The port scanning part refers to how we are going to implement it in our Python code. The idea is to use a combination of threading and multiprocessing. If we want 10 hosts to be scanned, we will break it into 5 batches. Each batch has two hosts (the batch size can be increased depending upon the RAM and processor capabilities of your lab machine). For a four-core processor and 2 GB RAM, the batch size should be 2. At any one time, we will process one batch and dedicate a single thread to each host. For this reason, two threads will be running in parallel to scan two hosts. Once a host is dedicated to a thread, the thread will pick the port range for that host to be scanned (let's say it's between 1 and 65535). Instead of scanning the ports sequentially, the logic is to break the whole range into three chunks, each of a size of 21,845. Now, the three chunks of a single host are scanned in parallel. If the number of processor cores is higher, the chunk size can be increased.
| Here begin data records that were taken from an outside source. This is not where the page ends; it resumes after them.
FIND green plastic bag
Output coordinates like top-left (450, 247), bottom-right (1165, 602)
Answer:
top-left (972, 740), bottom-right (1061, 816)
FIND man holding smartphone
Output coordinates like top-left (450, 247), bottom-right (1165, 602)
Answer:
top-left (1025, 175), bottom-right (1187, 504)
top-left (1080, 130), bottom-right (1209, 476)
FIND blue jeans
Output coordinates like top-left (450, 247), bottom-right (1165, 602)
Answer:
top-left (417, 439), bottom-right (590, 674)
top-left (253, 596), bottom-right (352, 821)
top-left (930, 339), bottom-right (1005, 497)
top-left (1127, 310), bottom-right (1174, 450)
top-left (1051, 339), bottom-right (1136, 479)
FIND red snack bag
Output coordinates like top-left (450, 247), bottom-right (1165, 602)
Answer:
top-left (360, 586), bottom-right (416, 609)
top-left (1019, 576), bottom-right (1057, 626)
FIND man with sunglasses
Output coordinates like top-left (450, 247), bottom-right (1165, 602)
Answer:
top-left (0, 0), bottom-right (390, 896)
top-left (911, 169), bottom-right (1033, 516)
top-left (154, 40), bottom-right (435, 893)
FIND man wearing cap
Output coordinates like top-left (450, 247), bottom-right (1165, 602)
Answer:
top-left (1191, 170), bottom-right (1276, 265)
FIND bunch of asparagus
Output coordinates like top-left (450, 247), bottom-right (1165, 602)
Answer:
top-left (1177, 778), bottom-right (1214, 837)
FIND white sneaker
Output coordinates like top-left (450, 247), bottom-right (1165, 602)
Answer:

For a four-core processor and 2 GB RAM, three chunks are recommended:

To summarize, hosts are broken into batches with a batch size of 2 and are dedicated to a single host. Further ports are broken into chunks and a multiprocessing process is dedicated to scan each chunk such that port scanning happens in parallel. Thus, at any one time, two threads and six processes will be running for a port scanning activity. If the user wants to pause the scan, they can use Ctrl + C at the Terminal window to pause. When they rerun the code, they will be prompted with the option of launching a new scan or resuming an earlier paused scan.